The Publish to Azure Search application performs content feeds to a Azure Search of metadata and content of files extracted by Aspire connectors. The feed to the Azure Search can be customized by editing the JSON transformation file provided by the user.


Publish to ElasticSearch App Bundle
Factory Namecom.searchtechnologies.aspire:app-publish-to-azure-search
Type Flagsjob-input
InputsAspireObject from a connector's subjob with metadata and content extracted from a specific file/folder.
OutputsA JSON transformation of the AspireObject sent to the Azure Search's bulk URL.


Configuration


This section lists all configuration parameters available to configure the Publish to Azure Search App Bundle  component.
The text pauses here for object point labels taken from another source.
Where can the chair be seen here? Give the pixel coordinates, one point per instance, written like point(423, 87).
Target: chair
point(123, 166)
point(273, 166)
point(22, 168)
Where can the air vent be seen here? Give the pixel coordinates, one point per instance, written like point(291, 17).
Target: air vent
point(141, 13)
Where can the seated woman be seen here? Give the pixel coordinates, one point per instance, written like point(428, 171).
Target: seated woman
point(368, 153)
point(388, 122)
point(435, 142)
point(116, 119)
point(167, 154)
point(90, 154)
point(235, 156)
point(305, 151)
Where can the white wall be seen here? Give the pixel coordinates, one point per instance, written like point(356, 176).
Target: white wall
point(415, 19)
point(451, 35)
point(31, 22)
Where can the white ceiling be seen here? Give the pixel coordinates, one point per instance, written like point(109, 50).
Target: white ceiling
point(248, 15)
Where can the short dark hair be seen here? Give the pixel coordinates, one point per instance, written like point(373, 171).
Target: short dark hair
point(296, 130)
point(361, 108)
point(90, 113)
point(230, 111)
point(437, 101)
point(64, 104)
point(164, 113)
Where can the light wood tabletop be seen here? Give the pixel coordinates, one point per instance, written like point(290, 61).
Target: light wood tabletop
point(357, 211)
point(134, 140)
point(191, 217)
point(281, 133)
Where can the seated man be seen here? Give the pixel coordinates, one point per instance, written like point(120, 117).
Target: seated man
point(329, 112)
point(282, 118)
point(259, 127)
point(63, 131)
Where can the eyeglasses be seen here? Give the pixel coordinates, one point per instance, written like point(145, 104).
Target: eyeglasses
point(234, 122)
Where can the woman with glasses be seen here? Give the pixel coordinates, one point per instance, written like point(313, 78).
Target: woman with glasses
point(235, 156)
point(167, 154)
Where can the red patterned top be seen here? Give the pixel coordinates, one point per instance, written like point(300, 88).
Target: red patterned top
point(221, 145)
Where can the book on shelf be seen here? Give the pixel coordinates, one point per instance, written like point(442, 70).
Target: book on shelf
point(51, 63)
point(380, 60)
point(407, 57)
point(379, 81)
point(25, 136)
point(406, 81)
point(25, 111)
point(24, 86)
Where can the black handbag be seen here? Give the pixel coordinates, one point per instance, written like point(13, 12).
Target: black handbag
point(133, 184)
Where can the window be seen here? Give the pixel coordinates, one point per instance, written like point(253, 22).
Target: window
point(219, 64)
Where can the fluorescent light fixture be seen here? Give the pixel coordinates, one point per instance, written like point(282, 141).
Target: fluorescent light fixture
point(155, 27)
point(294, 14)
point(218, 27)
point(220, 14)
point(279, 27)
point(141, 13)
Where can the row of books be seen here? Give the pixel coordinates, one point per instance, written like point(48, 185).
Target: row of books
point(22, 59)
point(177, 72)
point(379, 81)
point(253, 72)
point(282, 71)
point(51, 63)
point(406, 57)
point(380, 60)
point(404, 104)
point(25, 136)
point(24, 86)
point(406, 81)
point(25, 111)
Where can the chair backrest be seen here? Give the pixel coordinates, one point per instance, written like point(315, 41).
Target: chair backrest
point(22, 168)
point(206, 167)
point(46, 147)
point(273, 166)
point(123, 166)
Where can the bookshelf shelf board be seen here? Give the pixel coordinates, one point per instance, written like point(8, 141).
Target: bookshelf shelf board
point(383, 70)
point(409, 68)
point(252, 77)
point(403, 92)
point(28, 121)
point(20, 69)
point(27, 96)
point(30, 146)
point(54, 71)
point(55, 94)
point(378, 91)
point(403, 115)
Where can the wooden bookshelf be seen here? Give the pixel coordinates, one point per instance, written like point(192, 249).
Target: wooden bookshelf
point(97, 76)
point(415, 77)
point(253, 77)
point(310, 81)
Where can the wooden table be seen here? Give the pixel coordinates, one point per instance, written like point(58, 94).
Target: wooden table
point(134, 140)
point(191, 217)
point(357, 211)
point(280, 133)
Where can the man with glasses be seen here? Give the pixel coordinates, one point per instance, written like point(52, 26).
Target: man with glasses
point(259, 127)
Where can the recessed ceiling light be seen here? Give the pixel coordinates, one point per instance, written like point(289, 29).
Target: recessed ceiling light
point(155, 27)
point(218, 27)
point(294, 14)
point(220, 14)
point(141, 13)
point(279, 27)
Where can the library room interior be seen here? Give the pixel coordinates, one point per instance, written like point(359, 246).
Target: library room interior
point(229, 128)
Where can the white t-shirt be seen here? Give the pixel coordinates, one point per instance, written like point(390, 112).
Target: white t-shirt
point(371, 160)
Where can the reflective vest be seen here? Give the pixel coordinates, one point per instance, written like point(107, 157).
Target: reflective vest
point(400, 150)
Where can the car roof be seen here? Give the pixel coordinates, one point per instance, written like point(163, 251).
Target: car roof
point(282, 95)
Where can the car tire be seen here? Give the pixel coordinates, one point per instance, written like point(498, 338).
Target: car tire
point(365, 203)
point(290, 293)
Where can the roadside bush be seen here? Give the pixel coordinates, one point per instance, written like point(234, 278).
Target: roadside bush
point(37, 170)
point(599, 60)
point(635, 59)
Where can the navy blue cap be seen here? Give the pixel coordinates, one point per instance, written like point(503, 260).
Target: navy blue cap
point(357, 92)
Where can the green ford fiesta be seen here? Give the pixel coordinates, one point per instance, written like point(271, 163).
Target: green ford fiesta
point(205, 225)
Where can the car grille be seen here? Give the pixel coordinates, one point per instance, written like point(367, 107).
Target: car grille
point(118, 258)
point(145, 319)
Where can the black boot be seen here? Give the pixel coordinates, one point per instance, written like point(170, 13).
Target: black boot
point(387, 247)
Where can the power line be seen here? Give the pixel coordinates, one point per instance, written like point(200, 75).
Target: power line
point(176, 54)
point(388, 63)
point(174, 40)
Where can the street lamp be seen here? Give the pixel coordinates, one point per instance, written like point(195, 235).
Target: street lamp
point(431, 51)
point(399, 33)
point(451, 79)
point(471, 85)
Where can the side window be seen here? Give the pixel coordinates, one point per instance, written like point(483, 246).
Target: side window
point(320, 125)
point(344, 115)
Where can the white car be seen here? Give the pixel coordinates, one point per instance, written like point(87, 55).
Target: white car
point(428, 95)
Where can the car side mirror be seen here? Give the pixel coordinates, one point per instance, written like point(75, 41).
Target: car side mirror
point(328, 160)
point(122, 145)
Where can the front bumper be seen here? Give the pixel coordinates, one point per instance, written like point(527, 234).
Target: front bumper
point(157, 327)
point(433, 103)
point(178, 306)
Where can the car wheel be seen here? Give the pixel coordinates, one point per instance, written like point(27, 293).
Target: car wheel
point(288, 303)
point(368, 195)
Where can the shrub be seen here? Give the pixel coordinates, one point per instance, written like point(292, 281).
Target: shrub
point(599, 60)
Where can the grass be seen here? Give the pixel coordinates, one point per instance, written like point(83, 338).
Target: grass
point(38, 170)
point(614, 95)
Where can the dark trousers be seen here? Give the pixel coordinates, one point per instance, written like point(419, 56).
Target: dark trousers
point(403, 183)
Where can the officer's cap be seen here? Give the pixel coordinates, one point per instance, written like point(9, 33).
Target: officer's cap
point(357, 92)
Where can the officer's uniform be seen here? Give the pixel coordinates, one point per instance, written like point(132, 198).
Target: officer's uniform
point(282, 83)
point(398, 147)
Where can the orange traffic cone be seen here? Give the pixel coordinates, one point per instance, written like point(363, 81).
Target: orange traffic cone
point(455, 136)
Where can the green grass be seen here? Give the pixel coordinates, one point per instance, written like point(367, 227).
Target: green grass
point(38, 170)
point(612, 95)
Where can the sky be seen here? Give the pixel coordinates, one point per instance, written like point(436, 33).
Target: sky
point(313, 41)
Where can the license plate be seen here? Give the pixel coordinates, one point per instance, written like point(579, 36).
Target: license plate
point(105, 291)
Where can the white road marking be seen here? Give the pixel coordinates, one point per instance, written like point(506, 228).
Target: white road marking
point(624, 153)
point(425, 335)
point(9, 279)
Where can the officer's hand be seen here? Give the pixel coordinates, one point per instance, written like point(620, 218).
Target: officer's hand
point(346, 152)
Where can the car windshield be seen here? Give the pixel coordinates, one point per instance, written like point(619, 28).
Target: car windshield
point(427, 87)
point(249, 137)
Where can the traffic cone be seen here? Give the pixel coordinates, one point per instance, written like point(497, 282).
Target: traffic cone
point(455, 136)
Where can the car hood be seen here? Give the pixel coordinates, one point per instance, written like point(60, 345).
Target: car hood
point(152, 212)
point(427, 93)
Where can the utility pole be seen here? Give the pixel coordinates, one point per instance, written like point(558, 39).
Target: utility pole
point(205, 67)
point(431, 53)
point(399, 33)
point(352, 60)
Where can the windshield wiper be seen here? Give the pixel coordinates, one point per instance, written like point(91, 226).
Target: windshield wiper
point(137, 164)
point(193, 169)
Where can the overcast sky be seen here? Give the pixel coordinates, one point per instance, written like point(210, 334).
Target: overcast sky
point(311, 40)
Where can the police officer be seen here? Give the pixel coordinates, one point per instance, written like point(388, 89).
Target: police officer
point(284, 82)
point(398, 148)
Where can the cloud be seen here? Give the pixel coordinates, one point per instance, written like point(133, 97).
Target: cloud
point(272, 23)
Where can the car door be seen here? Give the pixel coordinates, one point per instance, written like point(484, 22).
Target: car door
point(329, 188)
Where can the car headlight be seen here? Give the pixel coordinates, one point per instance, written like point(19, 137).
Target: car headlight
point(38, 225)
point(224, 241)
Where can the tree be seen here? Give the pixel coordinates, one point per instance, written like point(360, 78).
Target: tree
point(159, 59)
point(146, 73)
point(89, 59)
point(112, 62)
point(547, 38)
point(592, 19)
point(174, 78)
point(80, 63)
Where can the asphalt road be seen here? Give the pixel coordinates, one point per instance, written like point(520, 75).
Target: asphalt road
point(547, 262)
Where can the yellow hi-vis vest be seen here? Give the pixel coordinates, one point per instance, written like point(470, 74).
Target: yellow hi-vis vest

ElementTypeDefaultDescription
serverString-Indicates the name of the service endpoint to use..
indexString-Azure Search index where the jobs will be stored
apiVersionString-Azure Search Api version of the REST Api.
apiKeyString-Azure Search Api Key used to connect to the REST Api.
aspireToAzureSearchGroovyString${appbundle.home}/config/groovy/aspireToAzureSearchBulk.groovyLocation of the Groovy to transform the job data to a Azure Search feed.
debugbooleanfalseIf true it will log debug information from the component


Example Configuration


With Host and Port

<application config="com.searchtechnologies.aspire:app-publish-to-elasticsearch">
	<properties>
    	<server>corest.search.windows.net</server>
        <index>test</index>
        <apiVersion>2016-09-01</apiVersion>
        <apiKey>encrypted:9804B36327DAF1E712E4E82301B6A276FCBBA459834EB15F6A94255B6B0BC32B20A3E7262DD2D3D74A6FE5A70A251FCD</apiKey>
        <aspireToAzureSearchGroovy>${appbundle.home}/config/groovy/aspireToAzureSearchBulk.groovy</aspireToAzureSearchGroovy>
        <debug>false</debug>
	</properties>
</application>


Edit Groovy


The default Groovy transformation file can be found in aspireToAzureSearchBulk


The default transformation Groovy file provided by the publisher expects metadata as described in Connector Metadata

Add metadata field

To add a new metadata field extracted by an Aspire Connector add an groovy element inside the builder.$object() that is right after the builder.flush().

   metadata-name doc.metadatafield

Change the document ID

The id of a Azure Search document is used to uniquely identify a file in the index. By default, Publish To Azure Search will use the MD5 of the following fields from the Aspire document in order of precedence (if one is missing, then the next will be used):

  • fetchUrl
  • url
  • displayUrl
  • id

If you want to change this behavior, edit or create a new Groovy file which has the following element inside builder.index():

 '_id' value-for-id


For more information in how to create a Groovy file transformation please see JSON Transformation

 Connector-specific fields

By default the connector specific fields of the document are not indexed, in order to enable the indexing of connector specific fields you have to add them at the map connectorSpecificMap that is at the start of the Groovy file

def connectorSpecificMap = [
    'isContainer':'is_container'
]

The key of the map entry is the name of the connector specific field as is contained by the document and the value is the name that is going to be used for the indexing. Only the fields specified in this map will be indexed.